Sunday, November 1, 2020

Rachel McMillan, daughter of Murdock Chisholm

Rachel Chisholm McMillan has probably been the second easiest of Murdock’s children to find information on because her husband, James McMillan, served in the Revolutionary War and both James and Rachel lived long enough to apply for a pension; thus providing information on this family. After Rachel’s death, her children applied for her pension as she did not live long enough to receive it.

In 1847, Sarah Purvis, the daughter of James and Rachel, appeared before the commissioner in Equity in Cheraw District, South Carolina and made a declaration in order to obtain the benefit of the provision made by the act of congress passed 7 Jul 1838 entitled an Act granting half pay and pensions to certain widows and also other benefits. In Sarah’s declaration are mentioned her siblings, Mary Owens, wife of Bryant Owens, John McMillan, and James McMillan. Sarah further states that her mother’s maiden name is Rachel Chisholm. 

James McMillan had made his declaration in March 1834 and providing a tale that so many Scots have told. He was born in Scotland in 1753 and came to America in 1766, seven years before the destruction of the tea at Boston, now known as the Boston Tea Party. He landed in Wilmington, North Carolina and made his way to Cumberland County and resided there until after the Revolutionary War had commenced. From there, he moved to Anson County and settled near the state line of South Carolina. Soon after, he was drafted into the Militia and was at Gates Defeat near Camden.

Several pages in the file look to be an attempt to sort out the marriage of James and Rachel. Several witnesses testify and letters are written with statements that James and Rachel were married in Montgomery County, North Carolina and it is noted that the clerk in Montgomery County has certified that the records of that county were burnt in the court house fire but that James and Rachel were married around 1781 or 1782. Sarah Purvis, daughter of James and Rachel, in her declaration claims her parents were married in 1780. This date puts the Murdock Chisholm family arriving in America prior to 1780. 

Rachel had told a story to her children that she was robbed several times by the Tories during James’s absence in service and that on one occasion all her bed clothes and wearing apparel were carried off by the Tories, one of whom drew a sword and threatened to kill her if she would say a word.

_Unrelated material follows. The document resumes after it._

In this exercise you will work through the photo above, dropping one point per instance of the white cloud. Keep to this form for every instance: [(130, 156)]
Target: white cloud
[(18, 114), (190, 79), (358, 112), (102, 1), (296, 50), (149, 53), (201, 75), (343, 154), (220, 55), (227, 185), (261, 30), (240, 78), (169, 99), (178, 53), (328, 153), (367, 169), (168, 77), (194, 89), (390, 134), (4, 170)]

James McMillan and family can be found on the 1790 Census living in Cheraw District, South Carolina. Among the families of this District can also be found Sellers. I spoke of the Sellers family in my previous Blog and believe that Rachel’s brother, Malcom, married Mary Sellers and it would not surprise me to find a link between the Sellers families who lived near James McMillan and the Sellers family whom I believe Mary, wife of Malcom Chisholm, descends from.

In just the orderly way genealogist like, James McMillan and family can be easily traced and found between 1800 and 1830 in Chesterfield, South Carolina.

Sarah Purvis' statement concludes by providing the death dates of James and Rachel Chisholm McMillan. James departed this life in Chesterfield District, South Carolina on the eighteenth day of August one thousand eight hundred and thirty seven, and his widow Rachel departed this life in Chesterfield District, South Carolina on the twenty fifth day of October one thousand eight hundred forty four never having again married after the decease of her husband, James McMillan.